During the summer of 2022, Maddox Rader started his nonprofit “Mad’s Muscle Men” to raise money for kids and their families affected by opioid addictions.
“I really like to help my community out for like...like some of them were given the wrong hand in life so it’s not fair for them to like go through that so I could just help them out,” Maddox said.
He recruited some of his teammates from the Parkersburg South football team, Dylan Fleak, Evan Cottrill, Aden Swisher, Kaidyn Johnson, and Aeneas Lauderman to come out and volunteer their time through various jobs such as moving furniture, mowing lawns, and landscaping. Maddox also recruited his brother Bowen to come out and help as well.

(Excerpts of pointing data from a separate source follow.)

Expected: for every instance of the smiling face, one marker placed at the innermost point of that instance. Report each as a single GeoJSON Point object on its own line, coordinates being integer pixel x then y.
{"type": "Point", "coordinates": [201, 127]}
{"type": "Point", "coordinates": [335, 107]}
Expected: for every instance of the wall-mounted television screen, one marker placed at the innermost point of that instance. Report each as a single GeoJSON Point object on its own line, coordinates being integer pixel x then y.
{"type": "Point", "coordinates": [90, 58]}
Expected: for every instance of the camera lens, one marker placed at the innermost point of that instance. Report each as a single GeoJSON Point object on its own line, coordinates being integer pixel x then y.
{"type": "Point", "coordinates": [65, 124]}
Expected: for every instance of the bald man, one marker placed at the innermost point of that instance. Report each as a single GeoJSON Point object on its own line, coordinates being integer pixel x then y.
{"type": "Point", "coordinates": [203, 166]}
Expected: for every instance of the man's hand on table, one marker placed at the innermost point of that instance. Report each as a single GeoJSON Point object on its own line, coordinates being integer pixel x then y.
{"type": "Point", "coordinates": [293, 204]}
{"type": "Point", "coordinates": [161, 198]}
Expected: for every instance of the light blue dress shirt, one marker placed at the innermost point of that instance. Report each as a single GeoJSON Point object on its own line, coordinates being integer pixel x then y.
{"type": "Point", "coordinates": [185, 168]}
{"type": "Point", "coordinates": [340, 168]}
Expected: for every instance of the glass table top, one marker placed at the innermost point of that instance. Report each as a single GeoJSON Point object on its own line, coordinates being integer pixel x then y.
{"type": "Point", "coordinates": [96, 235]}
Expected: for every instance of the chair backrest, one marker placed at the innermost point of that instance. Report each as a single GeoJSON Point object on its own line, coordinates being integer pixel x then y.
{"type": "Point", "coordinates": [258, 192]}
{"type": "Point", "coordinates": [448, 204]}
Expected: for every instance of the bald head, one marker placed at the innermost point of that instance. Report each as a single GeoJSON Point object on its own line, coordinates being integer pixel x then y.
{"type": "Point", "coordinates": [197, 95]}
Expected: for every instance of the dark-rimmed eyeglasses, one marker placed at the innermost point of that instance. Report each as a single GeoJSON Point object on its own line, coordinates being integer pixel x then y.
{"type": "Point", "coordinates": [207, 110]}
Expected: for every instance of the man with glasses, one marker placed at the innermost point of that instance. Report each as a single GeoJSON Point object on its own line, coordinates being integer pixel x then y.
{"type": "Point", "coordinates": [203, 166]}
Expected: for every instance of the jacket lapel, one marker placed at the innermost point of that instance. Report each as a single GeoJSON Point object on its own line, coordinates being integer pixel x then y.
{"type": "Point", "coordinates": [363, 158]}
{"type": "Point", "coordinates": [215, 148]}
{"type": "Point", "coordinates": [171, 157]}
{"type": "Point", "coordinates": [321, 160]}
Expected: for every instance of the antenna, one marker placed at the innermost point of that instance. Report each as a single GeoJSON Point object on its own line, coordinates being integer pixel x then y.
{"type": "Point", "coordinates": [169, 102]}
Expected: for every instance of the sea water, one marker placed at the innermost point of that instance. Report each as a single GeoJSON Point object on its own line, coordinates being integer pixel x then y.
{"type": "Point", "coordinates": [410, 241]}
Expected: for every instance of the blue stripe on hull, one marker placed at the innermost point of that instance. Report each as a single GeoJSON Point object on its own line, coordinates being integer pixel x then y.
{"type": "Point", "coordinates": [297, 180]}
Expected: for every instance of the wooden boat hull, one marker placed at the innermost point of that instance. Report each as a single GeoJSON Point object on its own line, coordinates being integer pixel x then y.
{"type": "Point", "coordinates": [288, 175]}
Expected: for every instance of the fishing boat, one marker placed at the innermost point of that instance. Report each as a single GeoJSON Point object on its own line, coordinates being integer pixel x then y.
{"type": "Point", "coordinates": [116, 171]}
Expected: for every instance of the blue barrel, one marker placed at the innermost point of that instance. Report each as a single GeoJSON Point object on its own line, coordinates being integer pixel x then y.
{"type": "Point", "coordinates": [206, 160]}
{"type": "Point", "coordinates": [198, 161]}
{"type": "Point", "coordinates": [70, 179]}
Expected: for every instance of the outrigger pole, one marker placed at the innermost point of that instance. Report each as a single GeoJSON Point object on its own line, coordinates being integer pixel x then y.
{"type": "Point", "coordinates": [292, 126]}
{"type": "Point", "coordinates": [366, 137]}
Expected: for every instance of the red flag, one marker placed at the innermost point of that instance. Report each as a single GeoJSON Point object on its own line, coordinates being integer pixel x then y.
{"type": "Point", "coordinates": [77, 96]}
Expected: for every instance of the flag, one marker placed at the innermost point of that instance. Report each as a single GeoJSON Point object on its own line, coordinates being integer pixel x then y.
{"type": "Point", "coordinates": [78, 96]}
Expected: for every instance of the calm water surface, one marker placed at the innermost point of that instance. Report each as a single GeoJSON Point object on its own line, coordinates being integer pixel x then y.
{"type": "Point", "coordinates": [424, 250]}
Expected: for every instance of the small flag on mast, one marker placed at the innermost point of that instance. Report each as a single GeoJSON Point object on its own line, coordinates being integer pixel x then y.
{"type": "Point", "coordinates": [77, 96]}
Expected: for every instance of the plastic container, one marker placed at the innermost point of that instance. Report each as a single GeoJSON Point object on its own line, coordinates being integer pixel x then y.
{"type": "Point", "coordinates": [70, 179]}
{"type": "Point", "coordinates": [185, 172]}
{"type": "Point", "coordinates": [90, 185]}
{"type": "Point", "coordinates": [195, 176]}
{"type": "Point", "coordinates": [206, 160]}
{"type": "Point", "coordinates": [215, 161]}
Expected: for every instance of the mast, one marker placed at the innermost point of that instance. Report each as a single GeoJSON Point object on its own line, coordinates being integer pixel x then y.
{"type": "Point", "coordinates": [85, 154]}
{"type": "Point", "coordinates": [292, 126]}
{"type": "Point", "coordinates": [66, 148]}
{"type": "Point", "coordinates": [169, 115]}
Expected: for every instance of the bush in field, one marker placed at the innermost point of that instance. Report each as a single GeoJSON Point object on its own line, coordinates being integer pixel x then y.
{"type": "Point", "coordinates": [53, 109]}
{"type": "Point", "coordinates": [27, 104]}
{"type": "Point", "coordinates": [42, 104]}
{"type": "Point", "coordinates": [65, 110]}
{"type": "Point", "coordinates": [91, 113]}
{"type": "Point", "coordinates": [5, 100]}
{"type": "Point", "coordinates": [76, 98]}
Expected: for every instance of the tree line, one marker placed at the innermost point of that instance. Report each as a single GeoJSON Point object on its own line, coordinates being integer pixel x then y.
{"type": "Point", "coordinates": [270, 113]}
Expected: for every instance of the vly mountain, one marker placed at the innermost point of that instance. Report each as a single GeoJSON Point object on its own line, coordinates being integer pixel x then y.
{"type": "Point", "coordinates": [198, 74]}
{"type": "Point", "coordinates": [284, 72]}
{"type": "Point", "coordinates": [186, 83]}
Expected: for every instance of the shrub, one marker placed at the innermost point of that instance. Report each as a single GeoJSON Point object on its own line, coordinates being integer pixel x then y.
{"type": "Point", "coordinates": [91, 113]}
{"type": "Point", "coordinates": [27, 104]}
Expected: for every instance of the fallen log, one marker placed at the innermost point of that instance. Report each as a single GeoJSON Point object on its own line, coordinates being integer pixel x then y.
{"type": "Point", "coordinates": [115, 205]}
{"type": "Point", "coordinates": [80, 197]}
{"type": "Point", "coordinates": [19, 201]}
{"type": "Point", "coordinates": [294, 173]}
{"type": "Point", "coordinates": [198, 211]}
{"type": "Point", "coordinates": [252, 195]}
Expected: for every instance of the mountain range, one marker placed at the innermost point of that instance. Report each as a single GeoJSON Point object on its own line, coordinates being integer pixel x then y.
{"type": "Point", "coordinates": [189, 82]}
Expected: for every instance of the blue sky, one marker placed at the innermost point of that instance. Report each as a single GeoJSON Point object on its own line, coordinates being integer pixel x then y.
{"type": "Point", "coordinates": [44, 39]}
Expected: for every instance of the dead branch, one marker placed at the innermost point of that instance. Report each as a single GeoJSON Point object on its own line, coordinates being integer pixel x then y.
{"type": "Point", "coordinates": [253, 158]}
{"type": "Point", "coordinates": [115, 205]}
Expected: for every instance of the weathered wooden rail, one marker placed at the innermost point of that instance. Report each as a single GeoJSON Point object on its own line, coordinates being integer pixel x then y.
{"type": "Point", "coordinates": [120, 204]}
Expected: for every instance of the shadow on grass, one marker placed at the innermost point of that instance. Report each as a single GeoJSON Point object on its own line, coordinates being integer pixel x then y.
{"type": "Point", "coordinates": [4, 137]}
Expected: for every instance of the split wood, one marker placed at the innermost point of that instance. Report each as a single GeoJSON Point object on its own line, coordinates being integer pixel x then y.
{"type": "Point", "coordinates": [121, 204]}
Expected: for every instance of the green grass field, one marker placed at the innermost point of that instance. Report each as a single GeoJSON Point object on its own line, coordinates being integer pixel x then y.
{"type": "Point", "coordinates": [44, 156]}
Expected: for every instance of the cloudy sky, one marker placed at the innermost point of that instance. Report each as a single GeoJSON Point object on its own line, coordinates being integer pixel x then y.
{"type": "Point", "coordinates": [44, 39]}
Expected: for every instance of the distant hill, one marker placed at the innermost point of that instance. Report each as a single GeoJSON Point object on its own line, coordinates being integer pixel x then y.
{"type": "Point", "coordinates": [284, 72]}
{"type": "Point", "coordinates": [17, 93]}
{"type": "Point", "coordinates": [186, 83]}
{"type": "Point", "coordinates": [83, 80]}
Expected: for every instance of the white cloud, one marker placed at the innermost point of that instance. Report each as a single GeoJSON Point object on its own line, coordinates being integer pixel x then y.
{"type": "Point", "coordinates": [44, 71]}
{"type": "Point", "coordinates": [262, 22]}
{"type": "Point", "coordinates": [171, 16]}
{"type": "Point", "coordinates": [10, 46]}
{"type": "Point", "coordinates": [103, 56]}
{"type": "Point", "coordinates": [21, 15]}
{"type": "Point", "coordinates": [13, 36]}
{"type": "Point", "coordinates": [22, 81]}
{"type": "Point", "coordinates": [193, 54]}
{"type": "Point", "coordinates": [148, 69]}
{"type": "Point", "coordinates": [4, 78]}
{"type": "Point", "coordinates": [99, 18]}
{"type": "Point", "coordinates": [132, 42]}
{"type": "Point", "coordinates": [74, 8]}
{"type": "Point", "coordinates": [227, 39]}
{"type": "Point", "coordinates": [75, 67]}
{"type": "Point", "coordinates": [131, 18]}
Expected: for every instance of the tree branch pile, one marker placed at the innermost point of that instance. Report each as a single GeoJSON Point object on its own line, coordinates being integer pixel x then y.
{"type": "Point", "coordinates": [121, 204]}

One of those jobs was moving furniture for Jade Thompson, a co-worker of Maddox and Bowen’s dad at Marietta High School.
Heath Rader messaged his colleagues at Marietta High School about “Mad’s Muscle Men” to spread the word. Thompson needed help moving furniture into her house and her friend’s house so they volunteered and moved the furniture for her.
Thompson said she loves seeing the nonprofit get some recognition and hopes to see it continue to grow.
“It’s so heartwarming to see young people have a service heart and it’s so important because you know that’s how our community is run by people who do things and aren’t paid for them and you know to see people with a service heart, I have a service heart, and it’s nice to see that and it’s heartwarming to see young kids especially starting something on their own.”
Many of Maddox’s teammates thought at first they were just helping out a friend, but it became much more than they ever could’ve thought.
“It means a lot because at first I was just helping out a friend but then I realized it was actually contributing to the community and helping out families that went through traumatic experiences so it means a lot to me,” Fleak said.
“If I’m just sitting there and I hear that one of my friends needs help, you know moving furniture or doing some sort of volunteer work I’m just like you know why not go help with that because the more hands you have the less work everybody else has to do so I just kind of decided to chip in and help out with that,” Lauderman said.
“Mad’s Muscle Men” has had about seven jobs in total and raised more than $1200. Maddox donated $1000 to the Wood County Prevention Coalition during its town hall meeting on August 25.
On August 28, “Mad’s Muscle Men” volunteered their time at Pete’s Pizza by moving pizza ovens and other equipment from its Parkersburg location to its Mineral Wells location. After five hours of hard work, the owners of Pete’s Pizza, Jodi and Rusty Damron donated $500 to “Mad’s Muscle Men”.
Jodi Damron said the work these men are doing to help the recovery community doesn’t go unnoticed.
Back on December 8, Pete’s Pizza in Parkersburg was broken into by Joshua McCune. He removed an air conditioning unit, crawled in through the wall, and stole a few hundred dollars from the cash register just to as he says have enough money to buy food.
After hearing McCune’s life story and struggles, the Damron’s gave McCune a job. Eight months later, the story of the robbery came back full circle as McCune is still working for Pete’s Pizza and he says he is clean.
Jodi Damron said it’s people like josh that should remind everyone why it is so important to keep helping.
“You’re looking at a man that will benefit from that and he can tell you because he has spent his life helping other people,” Damron said. “He can tell you how important that is to not forget that they’re somebody’s son, somebody’s kids, they are somebody’s dad, they are somebody’s family, they’re somebody’s friend and even though you may look at these people like they are a lost cause they’re not because they mean an exponential amount to somebody else.”
Maddox said for the future of the nonprofit, he wants to create a scholarship fund to help kids who were affected by addiction further their education.